Every year it gets worse.....Every year the kids come with more behavioral problems and less involvement by parents. Every year more of the responsibility of raising kids and parenting kids in falling on the teachers' shoulders. Not only are we having to teach kids the basic lessons that should be taught at home and are actually much easier for parents to teach but we are getting less funding and bigger and bigger classes. This year I have 12 different classes and most of them are at about 36 students. I have to counsel students on dealing with fights with friends, how to speak nicely to adults, how to share, how to sharpen a pencil, how to stay strong during the hard times, how to find someone to talk to, how to make friends, hearing about ANOTHER DIVORCE and the kids whose whole world is falling apart because of it and it is breaking their spirit and will, and none of this is my actually curriculum of history. No wonder we have so many problems in society. So much crime, graffiti, gangs, teenage pregnancies, etc.... As amazing as all the teachers I know are we cannot do everything for our students ESPECIALLY without parents.

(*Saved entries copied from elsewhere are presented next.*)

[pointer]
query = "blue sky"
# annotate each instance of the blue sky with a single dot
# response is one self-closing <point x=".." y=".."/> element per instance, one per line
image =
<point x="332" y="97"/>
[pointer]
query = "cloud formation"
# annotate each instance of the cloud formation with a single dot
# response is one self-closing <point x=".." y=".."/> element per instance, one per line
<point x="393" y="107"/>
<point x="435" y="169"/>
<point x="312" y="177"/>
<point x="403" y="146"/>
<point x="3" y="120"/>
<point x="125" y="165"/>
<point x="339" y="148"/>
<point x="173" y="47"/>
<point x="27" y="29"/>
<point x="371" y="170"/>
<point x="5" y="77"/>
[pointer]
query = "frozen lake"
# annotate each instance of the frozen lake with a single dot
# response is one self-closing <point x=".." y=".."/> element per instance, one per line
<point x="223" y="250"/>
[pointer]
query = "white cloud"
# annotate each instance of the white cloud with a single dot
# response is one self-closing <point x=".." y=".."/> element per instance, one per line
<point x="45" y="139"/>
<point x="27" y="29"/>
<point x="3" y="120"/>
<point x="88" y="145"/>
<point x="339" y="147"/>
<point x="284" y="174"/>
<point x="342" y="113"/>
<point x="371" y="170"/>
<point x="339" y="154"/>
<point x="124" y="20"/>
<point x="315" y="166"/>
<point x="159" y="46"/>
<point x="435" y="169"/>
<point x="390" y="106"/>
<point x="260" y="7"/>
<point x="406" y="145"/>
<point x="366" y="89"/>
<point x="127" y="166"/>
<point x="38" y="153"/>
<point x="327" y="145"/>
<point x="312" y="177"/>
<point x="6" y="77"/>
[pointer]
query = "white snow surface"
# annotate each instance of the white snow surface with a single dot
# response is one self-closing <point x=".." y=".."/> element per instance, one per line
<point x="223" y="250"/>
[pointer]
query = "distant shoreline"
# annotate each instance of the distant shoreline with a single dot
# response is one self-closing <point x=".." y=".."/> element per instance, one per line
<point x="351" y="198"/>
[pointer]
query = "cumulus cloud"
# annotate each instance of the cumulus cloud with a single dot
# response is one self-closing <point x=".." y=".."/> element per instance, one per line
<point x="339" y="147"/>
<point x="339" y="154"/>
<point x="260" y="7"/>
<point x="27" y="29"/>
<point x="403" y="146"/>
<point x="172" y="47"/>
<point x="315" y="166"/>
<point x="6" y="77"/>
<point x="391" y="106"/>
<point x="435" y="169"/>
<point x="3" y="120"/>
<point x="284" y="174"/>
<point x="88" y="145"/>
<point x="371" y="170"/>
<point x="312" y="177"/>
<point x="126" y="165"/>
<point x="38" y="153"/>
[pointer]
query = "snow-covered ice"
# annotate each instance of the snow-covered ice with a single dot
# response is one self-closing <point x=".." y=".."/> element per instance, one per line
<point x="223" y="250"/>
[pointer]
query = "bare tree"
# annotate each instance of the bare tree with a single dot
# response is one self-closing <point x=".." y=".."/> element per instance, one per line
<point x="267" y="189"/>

Wednesday, November 9, 2011

Music Sums it up

Like always a song has said everything I hope is true in my life. I heard it tonight on the CMA awards and it is just...sooooo gooood. I haven't gotten to the bit stronger part but I hope I may finally be on the right path to healing. So here it is -

And I'm done hoping that we could work it out
I'm done with how it feels, spinning my wheels
Letting you drag my heart around
And, oh, I'm done thinking that you could ever change

I know my heart will never be the same
But I'm telling myself I'll be okay
Even on my weakest days
I get a little bit stronger

Sunday, October 9, 2011

Feel more like crying than laughing

Some people never realize what a treasure they have sitting right in front of them. I am so sick of people not realizing how valuable I am!!! They turn to me for everything but they never really understand how important that is. So I am done. I am walking away. This heart of mine is not strong enough to take this anymore.

Saturday, October 1, 2011

No One

No one gets me
No one sees me
No one loves me
No one helps me
No one understands me
BUT YOU


No one hurts me
No one passes over me
No one ignores me
No one takes me for granted
No one forgets me
LIKE YOU

You are the BEST
And the WORST
Thing in my life

Sunday, September 4, 2011

Funny Students!!!!

So my students are so funny. This week before school started so like 7:30 in the morning I was sitting at my desk working. And then all the sudden at TWIX dropped on my keyboard. I was shocked and jumped and then saw one of my students and I started laughing. Then another is dropped by a different student. Now I was laughing even harder at my students and all the sudden a third TWIX is dropped. My old seventh graders (now eighth graders) just wanted to show there love for me and thought it would be funny to drop TWIXs one by one. And it made me laugh to hear and watch them and also it made me happy to know they still loved me and I love that.